Nationwide, similar concerns about the census count of prisoners have sprung up. Rep. Mark Green (R-Wis.) sponsored a bill to allow Wisconsin prisoners housed in other states to be counted in the 2000 census as Wisconsin residents. Green said Wisconsin could otherwise forfeit between $ 5 million and $ 8 million each year, and possibly a congressional seat. The pending bill has backing from lawmakers from other prisoner-exporting states.

Arizona passed a law allowing cities to annex prisons on government or unowned land within 15 miles of their borders, to maximize aid doled out on a per capita basis.

Yet in New York State, aides to Republican legislators in districts with several prisons said the impact of the population shift is likely minimal and merely happenstance, despite the claims of a new report that politics plays a role.

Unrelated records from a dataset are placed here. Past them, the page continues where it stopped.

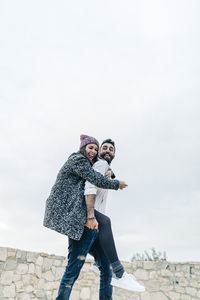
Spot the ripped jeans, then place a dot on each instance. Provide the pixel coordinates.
(78, 250)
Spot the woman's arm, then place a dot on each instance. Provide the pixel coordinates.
(81, 167)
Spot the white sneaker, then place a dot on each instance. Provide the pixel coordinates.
(94, 268)
(127, 282)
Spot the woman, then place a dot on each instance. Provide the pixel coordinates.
(65, 213)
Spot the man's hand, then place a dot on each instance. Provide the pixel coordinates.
(92, 224)
(108, 174)
(122, 185)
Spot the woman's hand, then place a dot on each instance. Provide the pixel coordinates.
(122, 185)
(108, 174)
(92, 224)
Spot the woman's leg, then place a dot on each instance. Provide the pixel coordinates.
(107, 243)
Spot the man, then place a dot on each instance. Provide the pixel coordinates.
(96, 198)
(65, 210)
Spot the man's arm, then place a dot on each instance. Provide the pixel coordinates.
(81, 167)
(90, 195)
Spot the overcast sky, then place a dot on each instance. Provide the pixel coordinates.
(129, 70)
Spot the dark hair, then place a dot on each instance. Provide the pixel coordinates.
(108, 141)
(82, 151)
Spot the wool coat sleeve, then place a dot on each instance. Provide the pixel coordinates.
(81, 167)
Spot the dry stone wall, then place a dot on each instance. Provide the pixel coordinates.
(30, 276)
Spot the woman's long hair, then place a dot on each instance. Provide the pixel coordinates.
(82, 151)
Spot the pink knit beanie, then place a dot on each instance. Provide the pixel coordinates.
(85, 140)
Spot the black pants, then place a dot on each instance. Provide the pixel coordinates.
(106, 239)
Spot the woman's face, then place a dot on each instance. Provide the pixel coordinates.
(91, 151)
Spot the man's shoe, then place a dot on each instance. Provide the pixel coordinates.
(127, 282)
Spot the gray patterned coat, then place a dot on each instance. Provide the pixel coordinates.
(65, 210)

The report, to be released today, finds that "the state has transferred a population the size of Portland, Maine, from downstate communities of color to white communities upstate, and with it the financial benefits and electoral influence that comes with those numbers," said Robert Gangi, chairman of City Project. The organization, a coalition of groups that deal with urban issues,, prepared the report, called "Following the Dollars: Where New York State Spends Its Prison Moneys." Gangi also heads the Correctional Association, a state-chartered prison watchdog group.

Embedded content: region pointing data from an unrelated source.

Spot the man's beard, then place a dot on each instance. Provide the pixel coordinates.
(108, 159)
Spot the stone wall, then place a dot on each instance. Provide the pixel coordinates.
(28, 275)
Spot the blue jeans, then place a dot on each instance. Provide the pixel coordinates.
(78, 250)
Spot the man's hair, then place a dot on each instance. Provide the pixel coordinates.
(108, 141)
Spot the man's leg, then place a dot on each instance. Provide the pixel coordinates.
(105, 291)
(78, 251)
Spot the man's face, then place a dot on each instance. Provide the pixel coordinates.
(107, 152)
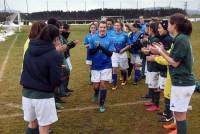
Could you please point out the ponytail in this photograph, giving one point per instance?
(183, 25)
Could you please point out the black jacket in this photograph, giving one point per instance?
(41, 67)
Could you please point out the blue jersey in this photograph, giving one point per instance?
(135, 42)
(87, 40)
(101, 61)
(110, 31)
(143, 27)
(120, 40)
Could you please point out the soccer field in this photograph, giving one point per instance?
(125, 113)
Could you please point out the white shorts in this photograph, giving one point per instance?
(135, 59)
(44, 110)
(153, 79)
(162, 81)
(88, 62)
(120, 60)
(180, 98)
(101, 75)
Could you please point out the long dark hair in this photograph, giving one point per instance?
(183, 25)
(121, 24)
(49, 33)
(36, 29)
(154, 27)
(91, 26)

But Joe Maltese, spokesman for Sen. Dale Volker (R-Depew), whose district contains six prisons, said in response that prison location is not a partisan issue since the Democrat-controlled Assembly endorsed every prison built. Volker chairs the codes committee, which handles criminal statutes.

He said the number of New York City residents in upstate prisons may be "statistically insignificant" because they are spread out over so much area and because their communities of origin may not be any less eligible for funds.

Moreover, Maltese said, attempts to build prisons in New York City, Long Island and Westchester or Rockland Counties have often been met with cries of "Not in my backyard."

"This is a consequence of financial, infrastructural and logistical components," Maltese said. "The communities that do want prisons are rural, upstate communities that welcome them because they have the land, the land is cheap and it doesn't conflict with the community."

In Malone-home to three prisons, one of which was built after 1990- the effect has been mixed. Twenty percent of the population of 15,000 people is incarcerated, said Boyce Sherwin, director of community development.

The most obvious benefit of having a prison is employment, said Sherwin, who downplayed the overall benefit to his town, saying the extra residents also take a toll on the city's infrastructure.

"Has it been a great boon to this area? Absolutely not," he said. "Are there problems? Yes."

But Sherwin added that the 2000 census will usher in new figures and may alter the town's eligibility for funding since the prison population has grown significantly since 1990, from under 3,000 to nearly 5,000. He said Malone has secured federal grants from $ 200,000 to $ 400,000 as many as 18 times since the 1990 census and that the prisoners' economic profiles and numbers contributed to making the town eligible.

"Population and median income were 150 out of 600 points-that's a quarter of the application," Sherwin said, referring to the grant criteria. "So it's a big deal."